Here is a solution using pcolor :

import pylab as plt
from mpl_toolkits.basemap import Basemap
import numpy as np

nb_lat2 = 20
nb_lat = 2*nb_lat2
nb_lon = 3*(2*(nb_lat+1) - 1)
lats = np.zeros((2*nb_lat, nb_lon))
lons = np.zeros((2*nb_lat, nb_lon))
val = np.zeros((2*nb_lat, nb_lon))
dlat = 90./nb_lat2
for i in range(nb_lat):

  nb_lon = 2*(i+1)-1
  if ((i+1) > nb_lat2):
    nb_lon = 2*(nb_lat - i)-1

  dlon = 120./nb_lon
  lats[2*i][:] = 90 - i*dlat
  lats[2*i+1][:] = 90 - (i+1)*dlat
  for j in range(nb_lon):
    lons[2*i][j] = j*dlon
    lons[2*i+1][j] = j*dlon

    for k in range(1,3):
      lons[2*i][j + k*nb_lon] = j*dlon + 120.*k
      lons[2*i+1][j + k*nb_lon] = j*dlon + 120.*k

    lons[2*i][3*nb_lon:] = nb_lon*dlon + 240.
    lons[2*i+1][3*nb_lon:] = nb_lon*dlon + 240.

lons = lons - 180
val = lats + lons
# Crash
##m = Basemap(projection='robin',lon_0=0,resolution=None)

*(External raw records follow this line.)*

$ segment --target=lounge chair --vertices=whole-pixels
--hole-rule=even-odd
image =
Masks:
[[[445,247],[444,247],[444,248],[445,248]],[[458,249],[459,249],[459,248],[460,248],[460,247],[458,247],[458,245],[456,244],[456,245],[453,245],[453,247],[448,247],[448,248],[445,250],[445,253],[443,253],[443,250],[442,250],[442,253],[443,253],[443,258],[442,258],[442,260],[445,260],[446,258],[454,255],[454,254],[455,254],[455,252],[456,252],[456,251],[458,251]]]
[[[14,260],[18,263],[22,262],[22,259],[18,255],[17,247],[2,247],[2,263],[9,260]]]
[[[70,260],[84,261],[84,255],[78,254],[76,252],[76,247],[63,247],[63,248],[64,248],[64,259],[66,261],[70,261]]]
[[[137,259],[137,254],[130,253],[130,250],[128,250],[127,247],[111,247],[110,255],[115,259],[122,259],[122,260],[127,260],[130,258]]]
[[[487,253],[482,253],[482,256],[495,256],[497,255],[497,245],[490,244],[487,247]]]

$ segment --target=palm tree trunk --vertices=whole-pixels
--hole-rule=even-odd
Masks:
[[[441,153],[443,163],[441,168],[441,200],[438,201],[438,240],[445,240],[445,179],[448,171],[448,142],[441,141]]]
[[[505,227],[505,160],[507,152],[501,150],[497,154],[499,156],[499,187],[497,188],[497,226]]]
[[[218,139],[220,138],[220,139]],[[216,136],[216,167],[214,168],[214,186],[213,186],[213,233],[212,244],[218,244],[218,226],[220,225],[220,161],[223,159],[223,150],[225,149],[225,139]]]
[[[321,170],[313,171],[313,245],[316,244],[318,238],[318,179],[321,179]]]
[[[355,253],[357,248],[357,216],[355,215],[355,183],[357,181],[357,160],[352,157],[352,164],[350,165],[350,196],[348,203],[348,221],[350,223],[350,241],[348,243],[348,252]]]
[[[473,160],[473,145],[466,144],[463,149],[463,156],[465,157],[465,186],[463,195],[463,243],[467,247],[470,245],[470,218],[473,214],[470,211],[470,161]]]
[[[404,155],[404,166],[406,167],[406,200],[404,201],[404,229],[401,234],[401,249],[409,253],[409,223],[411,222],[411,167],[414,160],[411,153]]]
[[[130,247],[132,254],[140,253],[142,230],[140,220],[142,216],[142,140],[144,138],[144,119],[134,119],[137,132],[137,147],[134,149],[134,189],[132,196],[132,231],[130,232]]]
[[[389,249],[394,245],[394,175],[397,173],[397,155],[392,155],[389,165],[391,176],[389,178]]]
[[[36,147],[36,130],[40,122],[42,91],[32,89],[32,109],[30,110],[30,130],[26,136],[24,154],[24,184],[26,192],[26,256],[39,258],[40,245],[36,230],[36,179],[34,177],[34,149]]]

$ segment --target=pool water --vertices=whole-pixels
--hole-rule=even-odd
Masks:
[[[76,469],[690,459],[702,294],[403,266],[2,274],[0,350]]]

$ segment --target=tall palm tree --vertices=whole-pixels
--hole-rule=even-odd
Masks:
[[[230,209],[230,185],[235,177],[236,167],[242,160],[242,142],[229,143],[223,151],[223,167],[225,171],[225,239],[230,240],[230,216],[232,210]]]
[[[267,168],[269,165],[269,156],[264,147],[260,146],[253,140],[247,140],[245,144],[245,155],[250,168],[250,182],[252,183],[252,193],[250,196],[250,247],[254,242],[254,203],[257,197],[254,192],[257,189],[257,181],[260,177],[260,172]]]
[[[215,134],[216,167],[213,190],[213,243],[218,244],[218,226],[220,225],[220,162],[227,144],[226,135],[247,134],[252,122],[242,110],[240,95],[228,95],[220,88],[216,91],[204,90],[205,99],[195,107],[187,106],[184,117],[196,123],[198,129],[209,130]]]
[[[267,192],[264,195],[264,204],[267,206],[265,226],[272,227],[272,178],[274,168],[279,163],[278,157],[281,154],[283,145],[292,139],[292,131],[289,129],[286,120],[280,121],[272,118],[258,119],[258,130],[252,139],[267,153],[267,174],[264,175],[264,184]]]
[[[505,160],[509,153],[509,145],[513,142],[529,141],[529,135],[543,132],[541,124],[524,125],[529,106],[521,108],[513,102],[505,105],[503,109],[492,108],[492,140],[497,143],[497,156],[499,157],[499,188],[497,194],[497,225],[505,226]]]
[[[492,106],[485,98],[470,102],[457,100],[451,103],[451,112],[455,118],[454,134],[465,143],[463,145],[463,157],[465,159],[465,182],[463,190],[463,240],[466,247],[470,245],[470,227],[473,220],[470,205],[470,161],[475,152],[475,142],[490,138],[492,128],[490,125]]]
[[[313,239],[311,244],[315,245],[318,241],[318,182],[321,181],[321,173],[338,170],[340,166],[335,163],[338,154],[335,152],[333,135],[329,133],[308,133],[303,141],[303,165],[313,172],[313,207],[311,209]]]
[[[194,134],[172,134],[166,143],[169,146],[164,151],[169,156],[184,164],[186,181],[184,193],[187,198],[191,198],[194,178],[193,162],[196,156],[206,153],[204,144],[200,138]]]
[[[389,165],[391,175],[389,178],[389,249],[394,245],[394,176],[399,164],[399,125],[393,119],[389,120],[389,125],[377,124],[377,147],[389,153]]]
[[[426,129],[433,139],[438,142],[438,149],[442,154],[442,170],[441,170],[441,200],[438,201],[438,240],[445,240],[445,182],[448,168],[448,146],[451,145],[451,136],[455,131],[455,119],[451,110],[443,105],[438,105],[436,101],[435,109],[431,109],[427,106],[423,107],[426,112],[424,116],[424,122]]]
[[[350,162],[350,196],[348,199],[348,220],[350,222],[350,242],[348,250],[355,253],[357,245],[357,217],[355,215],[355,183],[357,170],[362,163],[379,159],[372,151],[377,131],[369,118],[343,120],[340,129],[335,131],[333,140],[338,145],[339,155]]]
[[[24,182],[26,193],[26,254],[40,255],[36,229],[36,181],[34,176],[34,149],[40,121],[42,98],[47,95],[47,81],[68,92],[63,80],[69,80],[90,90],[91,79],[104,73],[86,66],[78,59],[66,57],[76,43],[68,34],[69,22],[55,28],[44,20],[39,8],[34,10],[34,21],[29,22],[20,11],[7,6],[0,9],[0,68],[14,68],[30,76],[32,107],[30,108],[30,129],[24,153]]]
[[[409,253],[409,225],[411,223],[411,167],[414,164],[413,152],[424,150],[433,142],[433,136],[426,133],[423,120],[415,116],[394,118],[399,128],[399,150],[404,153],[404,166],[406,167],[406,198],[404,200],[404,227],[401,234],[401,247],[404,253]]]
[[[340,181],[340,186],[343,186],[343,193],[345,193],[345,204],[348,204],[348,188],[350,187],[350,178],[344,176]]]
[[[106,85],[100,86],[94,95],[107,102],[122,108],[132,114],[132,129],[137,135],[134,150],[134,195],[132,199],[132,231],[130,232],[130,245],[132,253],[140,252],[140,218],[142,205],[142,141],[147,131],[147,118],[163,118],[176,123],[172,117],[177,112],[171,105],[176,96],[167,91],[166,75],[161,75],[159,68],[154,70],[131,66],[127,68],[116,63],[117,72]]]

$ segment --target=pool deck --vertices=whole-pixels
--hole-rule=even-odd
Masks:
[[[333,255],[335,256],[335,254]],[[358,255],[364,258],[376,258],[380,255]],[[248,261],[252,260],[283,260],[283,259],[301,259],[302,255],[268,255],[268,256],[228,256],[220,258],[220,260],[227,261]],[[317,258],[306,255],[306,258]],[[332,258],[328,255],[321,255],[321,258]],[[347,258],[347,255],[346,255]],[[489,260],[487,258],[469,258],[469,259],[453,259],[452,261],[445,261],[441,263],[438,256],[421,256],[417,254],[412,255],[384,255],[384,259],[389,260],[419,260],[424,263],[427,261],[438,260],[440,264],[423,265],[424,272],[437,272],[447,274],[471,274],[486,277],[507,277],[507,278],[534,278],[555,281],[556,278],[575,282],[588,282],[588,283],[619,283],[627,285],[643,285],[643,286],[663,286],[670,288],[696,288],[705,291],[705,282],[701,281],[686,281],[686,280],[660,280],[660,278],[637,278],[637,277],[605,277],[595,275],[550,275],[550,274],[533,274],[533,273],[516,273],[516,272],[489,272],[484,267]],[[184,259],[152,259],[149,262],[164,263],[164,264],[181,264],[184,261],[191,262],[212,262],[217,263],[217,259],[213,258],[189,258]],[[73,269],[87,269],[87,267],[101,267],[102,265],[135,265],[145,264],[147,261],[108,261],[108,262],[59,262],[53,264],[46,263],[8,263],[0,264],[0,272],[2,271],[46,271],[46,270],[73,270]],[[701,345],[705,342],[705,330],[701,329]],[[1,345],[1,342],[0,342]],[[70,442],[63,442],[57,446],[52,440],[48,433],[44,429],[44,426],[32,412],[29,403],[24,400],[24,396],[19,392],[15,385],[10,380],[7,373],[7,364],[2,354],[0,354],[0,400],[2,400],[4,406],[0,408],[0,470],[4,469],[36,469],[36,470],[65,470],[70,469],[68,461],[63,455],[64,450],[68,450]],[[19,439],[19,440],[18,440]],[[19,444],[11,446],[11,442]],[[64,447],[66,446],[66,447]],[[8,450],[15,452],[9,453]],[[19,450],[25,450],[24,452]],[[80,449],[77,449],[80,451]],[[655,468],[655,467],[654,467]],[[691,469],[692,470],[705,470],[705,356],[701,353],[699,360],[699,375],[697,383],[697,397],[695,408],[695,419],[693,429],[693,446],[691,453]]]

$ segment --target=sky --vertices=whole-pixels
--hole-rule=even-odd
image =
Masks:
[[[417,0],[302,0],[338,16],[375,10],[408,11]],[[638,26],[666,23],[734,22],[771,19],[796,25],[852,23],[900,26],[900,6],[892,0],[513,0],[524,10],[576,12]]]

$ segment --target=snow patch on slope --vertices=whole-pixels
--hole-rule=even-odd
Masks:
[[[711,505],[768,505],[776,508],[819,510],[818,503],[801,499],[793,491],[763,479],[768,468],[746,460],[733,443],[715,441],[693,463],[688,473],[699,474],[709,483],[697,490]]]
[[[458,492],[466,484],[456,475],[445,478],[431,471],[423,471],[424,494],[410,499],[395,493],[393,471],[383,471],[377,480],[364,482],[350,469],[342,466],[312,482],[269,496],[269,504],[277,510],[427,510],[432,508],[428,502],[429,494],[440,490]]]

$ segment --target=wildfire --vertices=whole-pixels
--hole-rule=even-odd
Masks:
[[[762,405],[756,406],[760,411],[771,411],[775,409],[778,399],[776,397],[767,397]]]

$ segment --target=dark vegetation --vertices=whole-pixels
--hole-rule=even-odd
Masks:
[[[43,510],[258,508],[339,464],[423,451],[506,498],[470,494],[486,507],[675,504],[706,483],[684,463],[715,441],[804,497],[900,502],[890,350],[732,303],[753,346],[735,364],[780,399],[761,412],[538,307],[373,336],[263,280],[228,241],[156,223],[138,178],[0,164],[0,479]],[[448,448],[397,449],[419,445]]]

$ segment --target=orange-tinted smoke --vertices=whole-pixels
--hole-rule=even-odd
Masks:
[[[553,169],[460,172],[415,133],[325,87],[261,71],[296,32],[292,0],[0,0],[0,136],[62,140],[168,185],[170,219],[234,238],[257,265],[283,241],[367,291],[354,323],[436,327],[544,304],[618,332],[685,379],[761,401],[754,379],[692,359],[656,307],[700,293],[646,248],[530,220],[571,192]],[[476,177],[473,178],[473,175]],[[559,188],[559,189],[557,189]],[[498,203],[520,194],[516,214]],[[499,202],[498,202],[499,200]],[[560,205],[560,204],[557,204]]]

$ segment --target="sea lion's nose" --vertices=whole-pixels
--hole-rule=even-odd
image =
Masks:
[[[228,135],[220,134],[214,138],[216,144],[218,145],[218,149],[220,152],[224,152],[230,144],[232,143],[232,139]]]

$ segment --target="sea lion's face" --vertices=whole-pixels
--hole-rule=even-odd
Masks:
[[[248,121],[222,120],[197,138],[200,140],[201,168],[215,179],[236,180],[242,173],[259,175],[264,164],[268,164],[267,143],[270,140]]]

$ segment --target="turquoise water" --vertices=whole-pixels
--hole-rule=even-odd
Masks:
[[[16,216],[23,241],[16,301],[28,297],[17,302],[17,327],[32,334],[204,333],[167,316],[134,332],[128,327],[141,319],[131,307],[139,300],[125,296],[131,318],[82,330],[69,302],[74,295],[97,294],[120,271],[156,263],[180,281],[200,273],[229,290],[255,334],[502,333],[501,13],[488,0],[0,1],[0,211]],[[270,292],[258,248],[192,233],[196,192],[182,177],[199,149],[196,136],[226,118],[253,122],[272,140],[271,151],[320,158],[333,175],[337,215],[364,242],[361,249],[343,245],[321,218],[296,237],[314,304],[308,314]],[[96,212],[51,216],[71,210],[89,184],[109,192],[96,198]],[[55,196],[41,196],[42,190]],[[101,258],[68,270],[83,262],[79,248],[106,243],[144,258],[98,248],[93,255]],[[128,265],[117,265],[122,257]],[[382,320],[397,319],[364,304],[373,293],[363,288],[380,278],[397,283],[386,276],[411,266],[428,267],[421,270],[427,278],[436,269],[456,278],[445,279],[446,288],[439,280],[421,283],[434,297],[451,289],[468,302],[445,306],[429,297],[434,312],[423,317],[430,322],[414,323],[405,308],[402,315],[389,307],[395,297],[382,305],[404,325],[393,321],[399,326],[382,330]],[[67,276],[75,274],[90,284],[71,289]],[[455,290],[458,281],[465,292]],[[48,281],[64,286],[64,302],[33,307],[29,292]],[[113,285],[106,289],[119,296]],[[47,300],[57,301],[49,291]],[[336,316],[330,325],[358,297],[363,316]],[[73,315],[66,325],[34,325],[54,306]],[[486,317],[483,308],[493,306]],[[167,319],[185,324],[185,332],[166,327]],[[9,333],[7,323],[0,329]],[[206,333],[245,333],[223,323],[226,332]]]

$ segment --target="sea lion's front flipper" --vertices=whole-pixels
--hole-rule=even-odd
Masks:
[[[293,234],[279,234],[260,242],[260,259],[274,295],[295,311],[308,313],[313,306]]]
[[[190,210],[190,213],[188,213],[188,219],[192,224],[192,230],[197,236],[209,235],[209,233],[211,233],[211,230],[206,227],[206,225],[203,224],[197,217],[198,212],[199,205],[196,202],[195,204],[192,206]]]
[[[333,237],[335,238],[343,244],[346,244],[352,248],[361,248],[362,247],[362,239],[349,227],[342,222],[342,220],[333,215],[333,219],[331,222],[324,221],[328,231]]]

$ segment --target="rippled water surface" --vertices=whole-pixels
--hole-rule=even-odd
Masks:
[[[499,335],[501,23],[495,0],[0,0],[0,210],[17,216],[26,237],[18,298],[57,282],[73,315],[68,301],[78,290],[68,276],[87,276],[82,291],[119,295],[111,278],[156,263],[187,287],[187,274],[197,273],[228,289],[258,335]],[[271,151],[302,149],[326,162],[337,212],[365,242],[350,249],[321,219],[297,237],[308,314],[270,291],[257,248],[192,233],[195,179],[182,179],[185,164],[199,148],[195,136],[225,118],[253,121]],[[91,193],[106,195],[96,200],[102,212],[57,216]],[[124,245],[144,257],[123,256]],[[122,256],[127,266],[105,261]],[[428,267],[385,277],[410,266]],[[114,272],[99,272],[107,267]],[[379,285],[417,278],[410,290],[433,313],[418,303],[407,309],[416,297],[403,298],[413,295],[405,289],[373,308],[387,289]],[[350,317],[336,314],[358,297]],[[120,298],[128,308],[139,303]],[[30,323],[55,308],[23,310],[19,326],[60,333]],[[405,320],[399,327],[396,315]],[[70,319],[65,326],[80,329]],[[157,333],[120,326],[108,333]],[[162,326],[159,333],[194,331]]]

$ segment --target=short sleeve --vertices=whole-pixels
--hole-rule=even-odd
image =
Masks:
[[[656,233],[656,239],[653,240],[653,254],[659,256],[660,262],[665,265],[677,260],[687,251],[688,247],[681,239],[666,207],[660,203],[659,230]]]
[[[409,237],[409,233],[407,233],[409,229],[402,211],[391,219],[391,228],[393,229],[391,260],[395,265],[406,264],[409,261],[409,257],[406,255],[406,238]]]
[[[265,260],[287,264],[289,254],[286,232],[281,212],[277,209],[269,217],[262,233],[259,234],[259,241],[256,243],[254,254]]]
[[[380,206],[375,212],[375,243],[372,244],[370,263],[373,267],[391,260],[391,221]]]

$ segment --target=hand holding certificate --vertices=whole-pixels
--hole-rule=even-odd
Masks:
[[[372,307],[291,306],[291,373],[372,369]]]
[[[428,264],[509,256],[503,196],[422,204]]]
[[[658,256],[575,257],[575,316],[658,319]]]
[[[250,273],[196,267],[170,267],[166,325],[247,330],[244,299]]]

#m = Basemap(projection='mill',lon_0=0)
m = Basemap(projection='ortho', lat_0=0,lon_0=0)
x, y = m(lons, lats)
m.pcolor(x,y,val, edgecolors='k', linewidths=1)

m.drawcoastlines()
m.drawparallels(np.arange(-90.,91.,30.))
m.drawmeridians(np.arange(-180.,181.,60.))

plt.show()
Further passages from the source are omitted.